Si le gouvernement avait averti le mois dernier qu’en face de chaque « moins », il devrait y avoir des « plus », les compensations sont encore à ce stade loin d’absorber l’abandon de quelques économies controversées. En commission, les députés ont adopté une hausse de la CSG (contribution sociale généralisée) sur les revenus du capital, susceptible de rapporter 2,7 milliards d’euros dans les caisses de la Sécu. Sébastien Lecornu n’a pas fermé la porte à cette piste. Selon lui, l’abandon de certaines dispositions, comme le gel des pensions et minima sociaux, peut poser « de nouvelles questions, par exemple sur la CSG sur les revenus du patrimoine ».

Cette mesure de recette devrait faire débat, en particulier à droite. « Je m’interroge sur le niveau de la CSG et l’assiette que l’Assemblée nationale veut élargir.

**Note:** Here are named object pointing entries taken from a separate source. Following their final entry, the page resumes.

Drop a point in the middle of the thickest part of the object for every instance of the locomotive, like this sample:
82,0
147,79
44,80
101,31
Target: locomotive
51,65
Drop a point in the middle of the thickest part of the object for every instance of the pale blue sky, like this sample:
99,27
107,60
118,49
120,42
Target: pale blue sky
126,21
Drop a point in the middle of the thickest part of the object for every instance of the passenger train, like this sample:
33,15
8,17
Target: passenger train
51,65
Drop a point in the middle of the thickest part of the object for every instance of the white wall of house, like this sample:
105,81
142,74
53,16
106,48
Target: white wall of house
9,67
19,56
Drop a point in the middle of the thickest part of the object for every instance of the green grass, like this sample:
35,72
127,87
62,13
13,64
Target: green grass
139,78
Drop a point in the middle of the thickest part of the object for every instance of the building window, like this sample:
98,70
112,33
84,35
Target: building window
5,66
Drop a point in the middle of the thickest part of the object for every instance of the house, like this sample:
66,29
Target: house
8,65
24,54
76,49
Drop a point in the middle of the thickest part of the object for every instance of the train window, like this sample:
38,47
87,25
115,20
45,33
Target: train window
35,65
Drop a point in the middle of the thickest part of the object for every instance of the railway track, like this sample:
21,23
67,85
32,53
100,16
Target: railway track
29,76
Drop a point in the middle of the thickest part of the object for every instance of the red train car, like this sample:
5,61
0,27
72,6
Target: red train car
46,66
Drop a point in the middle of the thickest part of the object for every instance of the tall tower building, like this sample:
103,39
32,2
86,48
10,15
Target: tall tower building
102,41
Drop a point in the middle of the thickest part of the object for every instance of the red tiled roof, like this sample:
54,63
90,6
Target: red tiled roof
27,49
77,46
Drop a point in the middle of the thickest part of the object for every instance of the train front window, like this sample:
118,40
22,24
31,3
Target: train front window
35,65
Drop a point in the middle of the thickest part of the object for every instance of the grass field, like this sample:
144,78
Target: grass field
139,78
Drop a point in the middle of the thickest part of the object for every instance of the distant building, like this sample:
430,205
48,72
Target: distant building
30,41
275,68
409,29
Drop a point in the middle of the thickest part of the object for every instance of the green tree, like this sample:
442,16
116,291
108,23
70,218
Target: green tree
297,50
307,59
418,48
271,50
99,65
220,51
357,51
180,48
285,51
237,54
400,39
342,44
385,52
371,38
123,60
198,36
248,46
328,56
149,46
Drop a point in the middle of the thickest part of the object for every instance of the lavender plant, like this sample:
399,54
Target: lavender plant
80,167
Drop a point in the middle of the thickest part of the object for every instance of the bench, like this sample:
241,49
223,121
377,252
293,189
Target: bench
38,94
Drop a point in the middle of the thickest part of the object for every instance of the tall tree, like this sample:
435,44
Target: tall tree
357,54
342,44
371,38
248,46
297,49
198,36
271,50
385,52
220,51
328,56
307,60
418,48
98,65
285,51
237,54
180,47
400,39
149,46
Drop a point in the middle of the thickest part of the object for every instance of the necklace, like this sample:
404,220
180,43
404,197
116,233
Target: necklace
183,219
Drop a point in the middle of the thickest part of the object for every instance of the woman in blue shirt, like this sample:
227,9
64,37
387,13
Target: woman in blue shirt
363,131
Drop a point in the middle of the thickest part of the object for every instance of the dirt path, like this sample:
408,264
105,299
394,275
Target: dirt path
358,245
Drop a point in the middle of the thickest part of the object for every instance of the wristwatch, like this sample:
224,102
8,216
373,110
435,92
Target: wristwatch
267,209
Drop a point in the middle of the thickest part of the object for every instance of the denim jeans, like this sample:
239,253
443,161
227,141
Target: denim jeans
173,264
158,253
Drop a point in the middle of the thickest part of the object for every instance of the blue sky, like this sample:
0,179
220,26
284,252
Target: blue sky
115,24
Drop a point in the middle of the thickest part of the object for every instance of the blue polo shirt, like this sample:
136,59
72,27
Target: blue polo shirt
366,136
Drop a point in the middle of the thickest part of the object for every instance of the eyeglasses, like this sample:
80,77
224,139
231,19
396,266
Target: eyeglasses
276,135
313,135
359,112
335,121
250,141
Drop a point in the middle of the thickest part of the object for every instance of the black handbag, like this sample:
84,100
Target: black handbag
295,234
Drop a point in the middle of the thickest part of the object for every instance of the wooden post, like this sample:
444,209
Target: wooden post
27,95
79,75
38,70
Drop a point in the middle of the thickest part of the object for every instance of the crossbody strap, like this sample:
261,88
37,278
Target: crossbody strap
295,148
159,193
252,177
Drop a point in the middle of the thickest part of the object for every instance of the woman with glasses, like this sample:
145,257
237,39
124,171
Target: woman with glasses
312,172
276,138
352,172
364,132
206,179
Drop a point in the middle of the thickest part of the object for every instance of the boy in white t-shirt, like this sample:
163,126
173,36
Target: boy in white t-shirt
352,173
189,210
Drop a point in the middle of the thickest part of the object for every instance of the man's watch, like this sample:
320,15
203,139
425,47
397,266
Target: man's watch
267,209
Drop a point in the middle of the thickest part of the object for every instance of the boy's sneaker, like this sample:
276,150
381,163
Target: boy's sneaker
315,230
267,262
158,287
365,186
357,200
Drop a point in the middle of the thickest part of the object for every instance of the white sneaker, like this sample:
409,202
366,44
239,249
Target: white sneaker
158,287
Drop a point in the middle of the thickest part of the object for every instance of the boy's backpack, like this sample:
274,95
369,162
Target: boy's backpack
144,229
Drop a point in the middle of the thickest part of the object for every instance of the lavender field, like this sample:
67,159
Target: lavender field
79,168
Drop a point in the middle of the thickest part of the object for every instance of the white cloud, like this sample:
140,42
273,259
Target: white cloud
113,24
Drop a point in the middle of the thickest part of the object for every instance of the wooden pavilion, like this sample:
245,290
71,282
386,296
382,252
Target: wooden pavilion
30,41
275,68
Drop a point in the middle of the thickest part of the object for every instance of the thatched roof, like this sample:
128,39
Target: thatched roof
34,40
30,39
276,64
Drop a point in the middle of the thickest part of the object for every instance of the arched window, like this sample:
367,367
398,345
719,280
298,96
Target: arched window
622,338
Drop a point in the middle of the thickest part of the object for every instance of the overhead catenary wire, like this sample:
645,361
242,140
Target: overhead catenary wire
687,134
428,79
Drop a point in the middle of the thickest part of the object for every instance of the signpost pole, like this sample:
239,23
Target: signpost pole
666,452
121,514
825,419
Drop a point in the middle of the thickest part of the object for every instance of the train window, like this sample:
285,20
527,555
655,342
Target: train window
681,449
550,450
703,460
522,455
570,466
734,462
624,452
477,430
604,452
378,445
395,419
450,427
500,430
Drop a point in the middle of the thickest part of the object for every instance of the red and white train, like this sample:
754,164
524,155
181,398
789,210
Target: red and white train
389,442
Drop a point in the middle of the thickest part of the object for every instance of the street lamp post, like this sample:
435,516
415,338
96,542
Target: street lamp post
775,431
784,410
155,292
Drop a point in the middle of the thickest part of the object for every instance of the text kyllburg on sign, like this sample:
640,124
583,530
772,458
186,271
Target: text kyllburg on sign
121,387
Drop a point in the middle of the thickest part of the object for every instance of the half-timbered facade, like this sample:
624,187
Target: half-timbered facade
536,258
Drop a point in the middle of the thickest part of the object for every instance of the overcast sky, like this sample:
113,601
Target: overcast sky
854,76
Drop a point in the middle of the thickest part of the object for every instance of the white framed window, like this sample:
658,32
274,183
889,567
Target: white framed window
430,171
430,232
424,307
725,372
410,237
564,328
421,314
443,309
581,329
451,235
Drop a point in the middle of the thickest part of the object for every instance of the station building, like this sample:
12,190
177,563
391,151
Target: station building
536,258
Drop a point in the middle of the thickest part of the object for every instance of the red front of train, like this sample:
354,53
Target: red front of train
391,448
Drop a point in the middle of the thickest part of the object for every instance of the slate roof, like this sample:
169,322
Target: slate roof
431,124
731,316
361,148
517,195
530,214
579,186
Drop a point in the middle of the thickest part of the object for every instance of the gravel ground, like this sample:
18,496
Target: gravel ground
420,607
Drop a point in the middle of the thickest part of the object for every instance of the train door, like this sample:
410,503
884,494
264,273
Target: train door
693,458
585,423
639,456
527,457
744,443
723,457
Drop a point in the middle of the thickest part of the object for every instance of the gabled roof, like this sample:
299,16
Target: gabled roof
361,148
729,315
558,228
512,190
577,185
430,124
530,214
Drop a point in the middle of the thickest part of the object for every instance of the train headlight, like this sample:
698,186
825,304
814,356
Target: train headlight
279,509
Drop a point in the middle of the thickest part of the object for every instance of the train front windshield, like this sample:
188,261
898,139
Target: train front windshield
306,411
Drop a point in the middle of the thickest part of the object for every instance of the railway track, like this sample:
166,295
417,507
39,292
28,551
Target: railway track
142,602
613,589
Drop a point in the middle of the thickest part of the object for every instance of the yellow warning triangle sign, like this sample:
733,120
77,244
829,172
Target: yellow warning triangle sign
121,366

La philosophie, c’est : pas d’élargissement supplémentaire. Faisons des économies, il y en a à faire », maugrée Corinne Imbert.

L’addition des concessions, et des victoires potentielles en hémicycle, pourrait ne pas suffire à la gauche pour voir la copie comme étant acceptable. Bernard Jomier, médecin généraliste, regrette le manque d’engagement sur une politique de prévention ou l’insuffisance des recettes nouvelles, sujet sur lequel le PS veut être intransigeant. Il mentionne en particulier l’article 12, qui réduit l’ampleur des bénéfices des allègements de charges employeurs au détriment des comptes sociaux. L’État va ainsi réduire de trois milliards d’euros ses compensations versées à la Sécurité sociale. « Il y a des bombes cachées », dénonce le sénateur de Paris.

« On va regarder avec beaucoup d’attention ce qu’il se passe à l’Assemblée nationale. Mais avec autant d’amendements, je doute qu’ils aillent au bout de la discussion », anticipe quant à elle Corinne Imbert.